El desarrollo lingüístico, no obstante, es uno de los protagonistas imprescindibles de nuestro desarrollo como especie. Los hábitos comunicativos son la evidencia de nuestra capacidad cognitiva: la comparación entre usos y significados, por ejemplo, nos permite comprender con mayor profundidad las transiciones históricas y las revoluciones culturales. Así, gracias a la etimología tenemos una mejor comprensión del ser humano y de la vida, pero también de la muerte.
¿Puede hablar un «difunto»?
En la antigua Roma se podía hablar con los difuntos sin tener poderes sobrenaturales, ya que «difunto» tenia otra acepción, siendo originario del latín deffunctus; es decir, ‘de-‘ (prefijo que indica separación) y ‘-functus’ (cumplir).
El término romano para ‘difunto’ no estaba relacionado con la muerte: significaba «el que ha cumplido una tarea»
Defunctus, por tanto, significaba «el que ha cumplido una tarea»: no solo no estaba vinculado a la muerte, sino que se usaba como un término para describir a aquella persona que había realizado cualquier obligación pendiente. En este sentido, incluso se describía con este término también a las personas jubiladas. Al fin y al cabo, tras muchos años de servicio, estos habían conseguido finalizar su obligación ciudadana.
Sería la Iglesia la que empezaría a utilizar este término poco a poco como un eufemismo para los fallecidos, ya que se acercaba al sentido mortuorio con una mayor suavidad.
¿Dónde nace la muerte del «cadáver»?
Las malas lenguas apuntan que «cadáver» proviene del latín caro data vermibus (en castellano, «carne dada a gusanos»). Aparentemente, el concepto podría parecer acertado, pero la asociación es falsa. De hecho, pocos romanos enterraban a sus muertos como lo hacemos en el presente, de cuerpo entero; en realidad, lo que enterraban eran sus cenizas.
«Cadáver» apuntaba hacia el recién fallecido o, lo que es lo mismo, hacia aquel que ya no podía sostenerse en pie.

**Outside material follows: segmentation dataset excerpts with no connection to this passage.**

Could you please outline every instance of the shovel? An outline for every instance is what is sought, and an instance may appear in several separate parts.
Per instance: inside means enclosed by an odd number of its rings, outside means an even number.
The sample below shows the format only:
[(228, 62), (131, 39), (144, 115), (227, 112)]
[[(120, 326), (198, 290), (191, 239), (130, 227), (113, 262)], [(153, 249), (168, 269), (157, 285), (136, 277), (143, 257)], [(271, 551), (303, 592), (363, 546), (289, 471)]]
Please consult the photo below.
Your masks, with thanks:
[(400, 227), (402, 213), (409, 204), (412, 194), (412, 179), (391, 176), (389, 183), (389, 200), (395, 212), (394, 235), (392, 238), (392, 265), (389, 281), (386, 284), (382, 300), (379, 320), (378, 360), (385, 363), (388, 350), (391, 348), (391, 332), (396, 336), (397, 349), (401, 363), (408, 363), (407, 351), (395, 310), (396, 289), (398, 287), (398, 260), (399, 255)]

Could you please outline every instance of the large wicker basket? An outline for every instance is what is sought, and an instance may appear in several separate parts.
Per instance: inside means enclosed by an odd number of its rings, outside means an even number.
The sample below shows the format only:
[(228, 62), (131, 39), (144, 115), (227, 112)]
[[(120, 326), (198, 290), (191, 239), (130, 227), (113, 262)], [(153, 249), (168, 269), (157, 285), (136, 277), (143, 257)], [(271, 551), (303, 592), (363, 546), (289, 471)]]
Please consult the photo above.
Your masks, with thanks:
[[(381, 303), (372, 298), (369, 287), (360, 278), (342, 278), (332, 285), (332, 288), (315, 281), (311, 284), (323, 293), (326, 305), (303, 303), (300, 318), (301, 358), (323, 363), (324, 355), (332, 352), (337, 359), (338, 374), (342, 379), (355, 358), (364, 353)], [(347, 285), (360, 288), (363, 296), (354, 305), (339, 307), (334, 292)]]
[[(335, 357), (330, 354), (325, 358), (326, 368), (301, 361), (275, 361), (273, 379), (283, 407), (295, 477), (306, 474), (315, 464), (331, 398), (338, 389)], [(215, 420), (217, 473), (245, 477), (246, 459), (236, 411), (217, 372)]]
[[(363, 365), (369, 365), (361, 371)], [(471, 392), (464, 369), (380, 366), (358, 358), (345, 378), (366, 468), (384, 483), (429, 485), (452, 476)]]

Es lo que refleja su raíz: «cadáver» nació del verbo caer, en latín cadere. Algo similar ocurría con aquel que, si bien se mantenía en pie, lo hacía de forma poco firme; es decir, infirme o, como decimos hoy, enfermo. En definitiva, si hubiéramos visitado un cementerio siglos antes de Cristo no habríamos encontrado ni difuntos ni cadáveres. Lo peor de todo es que ni siquiera los habríamos encontrado: los cementerios tampoco eran cementerios.
¿«Cementerio», hogar de muertos?
El lugar donde enterraban a los muertos era la necrópolis: un coemeterium en la antigua Roma –koimeterion en Grecia– era un simple dormitorio o, en su defecto, un lugar donde acostarse a descansar. ¿Cómo llegó a tomar el significado del presente? De nuevo, se trata de una metáfora del cristianismo: como la muerte no era el final, sino una parte del proceso del hombre, la Iglesia sostenía que al morir se nos enterraba para dormir y así poder resucitar posteriormente. El auge de la religión cristiana, por supuesto, expandiría el concepto hasta expulsar las necrópolis de nuestros diálogos cotidianos.
La etimología refleja la maleabilidad de las lenguas, y si bien puede suponer una gran ventaja (al menos a priori) para la evolución intelectual, también puede constituir un obstáculo para disciplinas como la filosofía analítica, a la que le encantaría crear un sistema de comunicación perfectamente lógico, neutral, inquebrantable y libre de ambigüedades, o sea, todo lo contrario de lo que es ahora. Toda una tragedia, podríamos decir, pero si nos leyera un griego antiguo nos lo reprocharía inmediatamente: «tragedia» significaba originalmente «canción de la cabra» (de ‘tragos-‘, o cabra; y ‘-oide’, u oda).